- Born: Venkatarma Doraiswami 1910 Melattur, Madras Presidency, British India
- Died: 1993 (aged 82–83) Madras, Tamil Nadu, India
- Occupations: Industrialist Philanthropist
- Spouse: Vasantha Swami
- Children: Arvind Swamy

= V. D. Swami =

Indian industrialist and philanthropist (1910-1993)

V. D. Swami (born Venkatarma Doraiswami; 1910 1993) was an Indian industrialist and philanthropist who was one of the founders of the eye hospital Sankara Nethralaya in Chennai. He is the father of Tamil actor Arvind Swamy.

== Career ==

Swami was born in a Tamil Brahmin Iyer family in 1910 in Melattur in Tanjore District. In 1956, Swami founded V. D. Swami and Company in Madras along with M. V. Subramaniam and T. S. Narayanaswami of Sanmar Group. V. D. Swami and Company are pioneers in the steel export business. and one of Asia's major wholesalers and retailers. Swami was also one of the promoters of Kaveri Engineering Company Limited, a capital machinery and process machinery manufacturing company based in Tiruchirappalli.

== Other activities ==

In 1962, Swami attended a Bhagavata Mela performance in his native Melattur. Interested in promoting the art outside Melattur, Swami founded the Melattur Bhagavata Mela Natya Vidhya Sangam in 1964.

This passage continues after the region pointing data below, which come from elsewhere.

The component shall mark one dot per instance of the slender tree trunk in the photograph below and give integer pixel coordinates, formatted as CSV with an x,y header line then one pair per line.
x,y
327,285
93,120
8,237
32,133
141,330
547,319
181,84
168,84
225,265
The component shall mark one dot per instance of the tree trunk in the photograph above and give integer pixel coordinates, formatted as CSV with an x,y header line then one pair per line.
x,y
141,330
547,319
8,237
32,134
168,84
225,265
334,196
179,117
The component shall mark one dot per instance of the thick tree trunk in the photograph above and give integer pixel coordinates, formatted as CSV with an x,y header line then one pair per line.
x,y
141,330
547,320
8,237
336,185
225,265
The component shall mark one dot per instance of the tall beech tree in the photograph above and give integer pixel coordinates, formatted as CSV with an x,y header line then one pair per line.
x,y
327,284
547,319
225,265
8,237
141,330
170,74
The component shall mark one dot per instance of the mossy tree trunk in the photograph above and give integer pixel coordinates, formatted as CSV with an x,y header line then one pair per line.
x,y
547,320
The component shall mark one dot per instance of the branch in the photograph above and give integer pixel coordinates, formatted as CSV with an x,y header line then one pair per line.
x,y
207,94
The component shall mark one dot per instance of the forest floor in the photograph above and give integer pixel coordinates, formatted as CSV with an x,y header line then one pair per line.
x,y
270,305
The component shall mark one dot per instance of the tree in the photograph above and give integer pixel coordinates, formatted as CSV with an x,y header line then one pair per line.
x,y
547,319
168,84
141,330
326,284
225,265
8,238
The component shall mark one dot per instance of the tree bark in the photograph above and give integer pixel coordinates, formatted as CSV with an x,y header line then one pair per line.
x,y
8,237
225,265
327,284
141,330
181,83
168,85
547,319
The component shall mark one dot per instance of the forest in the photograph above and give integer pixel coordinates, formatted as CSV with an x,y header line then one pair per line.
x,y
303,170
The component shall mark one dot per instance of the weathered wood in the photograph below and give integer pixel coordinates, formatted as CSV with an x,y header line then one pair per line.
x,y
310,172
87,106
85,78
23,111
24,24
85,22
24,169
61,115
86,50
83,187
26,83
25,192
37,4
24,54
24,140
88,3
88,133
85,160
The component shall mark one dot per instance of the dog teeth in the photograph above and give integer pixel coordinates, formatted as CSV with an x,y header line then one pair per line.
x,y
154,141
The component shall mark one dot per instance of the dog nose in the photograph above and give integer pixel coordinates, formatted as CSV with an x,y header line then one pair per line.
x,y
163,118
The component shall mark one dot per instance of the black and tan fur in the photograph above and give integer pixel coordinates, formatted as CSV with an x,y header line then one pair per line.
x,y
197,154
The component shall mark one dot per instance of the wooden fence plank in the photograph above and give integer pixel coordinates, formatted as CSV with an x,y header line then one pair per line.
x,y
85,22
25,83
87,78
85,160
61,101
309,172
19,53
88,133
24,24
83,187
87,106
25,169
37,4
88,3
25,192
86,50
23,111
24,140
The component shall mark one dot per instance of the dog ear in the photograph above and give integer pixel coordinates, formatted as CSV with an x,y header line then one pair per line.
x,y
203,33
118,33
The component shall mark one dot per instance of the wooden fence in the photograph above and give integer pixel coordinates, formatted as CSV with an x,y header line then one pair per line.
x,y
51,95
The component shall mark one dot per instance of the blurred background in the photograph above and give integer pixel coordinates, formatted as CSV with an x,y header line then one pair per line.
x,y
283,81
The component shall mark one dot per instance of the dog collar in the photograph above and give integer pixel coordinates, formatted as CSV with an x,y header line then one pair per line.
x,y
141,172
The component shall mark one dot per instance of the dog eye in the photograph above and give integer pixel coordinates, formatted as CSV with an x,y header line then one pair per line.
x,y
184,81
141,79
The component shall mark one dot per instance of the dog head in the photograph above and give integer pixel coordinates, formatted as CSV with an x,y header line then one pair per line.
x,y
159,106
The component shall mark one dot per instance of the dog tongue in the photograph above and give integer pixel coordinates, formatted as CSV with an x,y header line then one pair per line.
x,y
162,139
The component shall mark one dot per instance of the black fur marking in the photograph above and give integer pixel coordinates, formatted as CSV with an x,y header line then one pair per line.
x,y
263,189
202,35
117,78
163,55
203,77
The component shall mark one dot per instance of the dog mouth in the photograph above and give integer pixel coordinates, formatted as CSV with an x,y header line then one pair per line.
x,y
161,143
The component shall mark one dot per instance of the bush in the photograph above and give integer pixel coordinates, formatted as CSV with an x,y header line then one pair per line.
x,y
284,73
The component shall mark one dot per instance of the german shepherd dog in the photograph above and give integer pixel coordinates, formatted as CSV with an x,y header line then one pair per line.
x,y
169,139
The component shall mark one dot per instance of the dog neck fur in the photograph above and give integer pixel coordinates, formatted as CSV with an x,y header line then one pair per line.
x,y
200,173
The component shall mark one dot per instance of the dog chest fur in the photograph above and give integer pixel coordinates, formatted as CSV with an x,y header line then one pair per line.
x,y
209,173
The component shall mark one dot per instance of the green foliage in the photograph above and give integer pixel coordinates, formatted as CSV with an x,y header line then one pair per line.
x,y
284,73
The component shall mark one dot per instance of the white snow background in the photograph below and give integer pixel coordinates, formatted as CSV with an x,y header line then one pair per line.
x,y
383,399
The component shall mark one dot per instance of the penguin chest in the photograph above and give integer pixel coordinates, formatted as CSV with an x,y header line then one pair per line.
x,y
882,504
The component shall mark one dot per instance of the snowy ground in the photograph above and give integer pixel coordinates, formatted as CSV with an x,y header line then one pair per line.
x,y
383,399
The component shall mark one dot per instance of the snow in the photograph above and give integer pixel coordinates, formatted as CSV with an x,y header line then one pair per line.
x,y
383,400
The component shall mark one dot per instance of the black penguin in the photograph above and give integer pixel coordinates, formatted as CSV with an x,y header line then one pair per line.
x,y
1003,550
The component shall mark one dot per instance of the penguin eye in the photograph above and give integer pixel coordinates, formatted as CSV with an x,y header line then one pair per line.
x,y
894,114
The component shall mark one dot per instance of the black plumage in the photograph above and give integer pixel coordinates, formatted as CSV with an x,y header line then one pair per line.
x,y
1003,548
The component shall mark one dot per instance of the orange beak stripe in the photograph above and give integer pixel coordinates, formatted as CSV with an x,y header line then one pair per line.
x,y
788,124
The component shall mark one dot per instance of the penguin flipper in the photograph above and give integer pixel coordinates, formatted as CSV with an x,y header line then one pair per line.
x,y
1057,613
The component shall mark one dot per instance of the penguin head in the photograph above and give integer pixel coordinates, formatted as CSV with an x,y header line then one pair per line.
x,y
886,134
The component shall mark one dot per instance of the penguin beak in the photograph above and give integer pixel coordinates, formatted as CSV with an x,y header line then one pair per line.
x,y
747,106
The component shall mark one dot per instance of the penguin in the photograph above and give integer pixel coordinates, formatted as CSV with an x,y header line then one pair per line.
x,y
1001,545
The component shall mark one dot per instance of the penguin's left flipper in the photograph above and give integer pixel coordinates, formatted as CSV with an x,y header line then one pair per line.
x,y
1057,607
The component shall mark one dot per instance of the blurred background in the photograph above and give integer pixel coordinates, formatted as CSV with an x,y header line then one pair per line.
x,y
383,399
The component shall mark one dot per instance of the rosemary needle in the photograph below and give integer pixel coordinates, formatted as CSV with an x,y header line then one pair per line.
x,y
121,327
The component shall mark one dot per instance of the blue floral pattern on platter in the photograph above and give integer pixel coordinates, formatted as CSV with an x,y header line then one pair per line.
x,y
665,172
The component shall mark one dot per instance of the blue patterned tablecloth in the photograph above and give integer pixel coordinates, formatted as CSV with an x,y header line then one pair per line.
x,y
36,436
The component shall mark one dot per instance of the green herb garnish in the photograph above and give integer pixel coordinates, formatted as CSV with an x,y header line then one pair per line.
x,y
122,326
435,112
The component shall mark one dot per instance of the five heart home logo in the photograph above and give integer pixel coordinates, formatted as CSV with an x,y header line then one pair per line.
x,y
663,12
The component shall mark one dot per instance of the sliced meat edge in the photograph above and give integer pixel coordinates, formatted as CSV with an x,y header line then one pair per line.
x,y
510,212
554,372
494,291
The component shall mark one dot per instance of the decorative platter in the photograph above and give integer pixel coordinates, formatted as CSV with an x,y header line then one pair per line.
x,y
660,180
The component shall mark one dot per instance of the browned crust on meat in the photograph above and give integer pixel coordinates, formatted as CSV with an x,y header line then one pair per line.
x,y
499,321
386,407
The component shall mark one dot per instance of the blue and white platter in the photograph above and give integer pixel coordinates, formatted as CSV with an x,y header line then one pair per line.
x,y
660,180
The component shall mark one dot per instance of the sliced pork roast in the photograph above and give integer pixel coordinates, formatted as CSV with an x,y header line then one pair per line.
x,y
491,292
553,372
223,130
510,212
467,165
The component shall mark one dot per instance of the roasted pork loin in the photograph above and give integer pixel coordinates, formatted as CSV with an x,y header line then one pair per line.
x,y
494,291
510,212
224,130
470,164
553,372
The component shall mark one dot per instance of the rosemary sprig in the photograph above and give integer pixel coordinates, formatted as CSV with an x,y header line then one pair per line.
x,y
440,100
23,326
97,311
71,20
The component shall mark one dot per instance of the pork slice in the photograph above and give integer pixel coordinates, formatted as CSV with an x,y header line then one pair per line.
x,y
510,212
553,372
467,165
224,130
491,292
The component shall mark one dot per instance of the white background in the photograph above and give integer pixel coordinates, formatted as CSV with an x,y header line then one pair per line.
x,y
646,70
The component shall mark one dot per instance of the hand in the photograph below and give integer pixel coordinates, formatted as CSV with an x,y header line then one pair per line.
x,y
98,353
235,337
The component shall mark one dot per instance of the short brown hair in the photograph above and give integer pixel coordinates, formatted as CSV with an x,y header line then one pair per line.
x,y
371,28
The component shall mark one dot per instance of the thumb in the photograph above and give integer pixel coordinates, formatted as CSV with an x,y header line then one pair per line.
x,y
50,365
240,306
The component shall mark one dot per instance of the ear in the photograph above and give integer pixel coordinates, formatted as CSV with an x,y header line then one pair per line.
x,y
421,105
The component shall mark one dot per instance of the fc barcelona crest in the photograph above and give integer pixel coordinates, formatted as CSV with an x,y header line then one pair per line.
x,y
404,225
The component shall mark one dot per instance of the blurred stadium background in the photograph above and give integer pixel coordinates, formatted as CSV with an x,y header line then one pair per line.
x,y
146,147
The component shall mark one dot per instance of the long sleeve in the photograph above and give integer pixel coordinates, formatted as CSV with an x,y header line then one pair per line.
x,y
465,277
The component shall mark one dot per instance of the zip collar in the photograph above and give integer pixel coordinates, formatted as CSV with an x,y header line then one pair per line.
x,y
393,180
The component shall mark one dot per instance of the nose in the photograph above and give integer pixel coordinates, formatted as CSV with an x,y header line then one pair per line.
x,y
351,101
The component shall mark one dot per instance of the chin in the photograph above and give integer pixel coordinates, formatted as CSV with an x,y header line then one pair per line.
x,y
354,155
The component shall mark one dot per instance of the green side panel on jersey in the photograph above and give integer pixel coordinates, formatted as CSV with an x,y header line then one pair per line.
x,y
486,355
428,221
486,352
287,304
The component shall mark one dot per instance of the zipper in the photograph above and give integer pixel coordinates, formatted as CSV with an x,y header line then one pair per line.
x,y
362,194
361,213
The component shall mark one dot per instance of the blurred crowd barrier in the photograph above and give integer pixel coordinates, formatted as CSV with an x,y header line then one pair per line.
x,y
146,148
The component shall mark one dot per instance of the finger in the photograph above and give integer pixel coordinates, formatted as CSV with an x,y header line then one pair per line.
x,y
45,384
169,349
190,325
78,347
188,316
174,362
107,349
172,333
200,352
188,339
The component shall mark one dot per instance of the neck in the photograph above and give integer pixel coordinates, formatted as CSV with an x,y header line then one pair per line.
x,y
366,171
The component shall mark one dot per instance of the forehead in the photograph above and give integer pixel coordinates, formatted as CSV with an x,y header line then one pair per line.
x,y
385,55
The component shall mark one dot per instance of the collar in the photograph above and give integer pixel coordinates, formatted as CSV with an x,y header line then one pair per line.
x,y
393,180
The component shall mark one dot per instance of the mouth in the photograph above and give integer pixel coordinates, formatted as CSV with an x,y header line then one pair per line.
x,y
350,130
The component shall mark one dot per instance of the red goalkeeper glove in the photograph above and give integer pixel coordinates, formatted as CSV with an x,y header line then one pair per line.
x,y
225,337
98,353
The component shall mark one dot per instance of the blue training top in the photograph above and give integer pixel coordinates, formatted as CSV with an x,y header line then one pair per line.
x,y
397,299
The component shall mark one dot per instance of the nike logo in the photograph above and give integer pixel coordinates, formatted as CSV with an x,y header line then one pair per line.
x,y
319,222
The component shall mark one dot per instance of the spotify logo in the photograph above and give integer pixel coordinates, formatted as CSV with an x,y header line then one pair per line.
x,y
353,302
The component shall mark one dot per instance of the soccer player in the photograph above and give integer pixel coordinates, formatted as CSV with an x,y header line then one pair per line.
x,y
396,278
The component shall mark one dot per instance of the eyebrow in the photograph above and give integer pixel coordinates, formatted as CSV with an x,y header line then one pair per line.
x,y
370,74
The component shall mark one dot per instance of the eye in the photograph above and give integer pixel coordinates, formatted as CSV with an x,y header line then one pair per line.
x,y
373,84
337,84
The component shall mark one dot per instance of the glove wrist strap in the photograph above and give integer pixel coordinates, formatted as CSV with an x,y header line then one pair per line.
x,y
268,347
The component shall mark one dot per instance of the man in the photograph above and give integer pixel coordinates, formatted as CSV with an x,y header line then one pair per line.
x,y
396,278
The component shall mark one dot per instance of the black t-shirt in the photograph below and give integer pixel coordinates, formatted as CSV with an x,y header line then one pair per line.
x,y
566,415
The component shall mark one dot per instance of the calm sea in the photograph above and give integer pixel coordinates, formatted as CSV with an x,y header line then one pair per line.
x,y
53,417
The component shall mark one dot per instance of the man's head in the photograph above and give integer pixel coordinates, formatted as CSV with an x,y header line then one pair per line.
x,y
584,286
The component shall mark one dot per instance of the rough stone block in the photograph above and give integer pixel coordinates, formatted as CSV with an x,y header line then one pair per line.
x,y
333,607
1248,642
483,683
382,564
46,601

Swami was instrumental in persuading medical practitioner S. S. Badrinath to set up the eye hospital Sankara Nethralaya in Madras. He also designed welfare measures for its employees. The Sankara Nethralaya recognised his efforts by dedicating an auditorium in his memory on the occasion of his birth centenary.

== Personal life ==
Swami was the husband of Bharathnatyam dancer Vasantha Swamy and the father of prominent Indian actor Arvind Swami.

He died in Madras, Tamil Nadu in 1993 at the age of 83.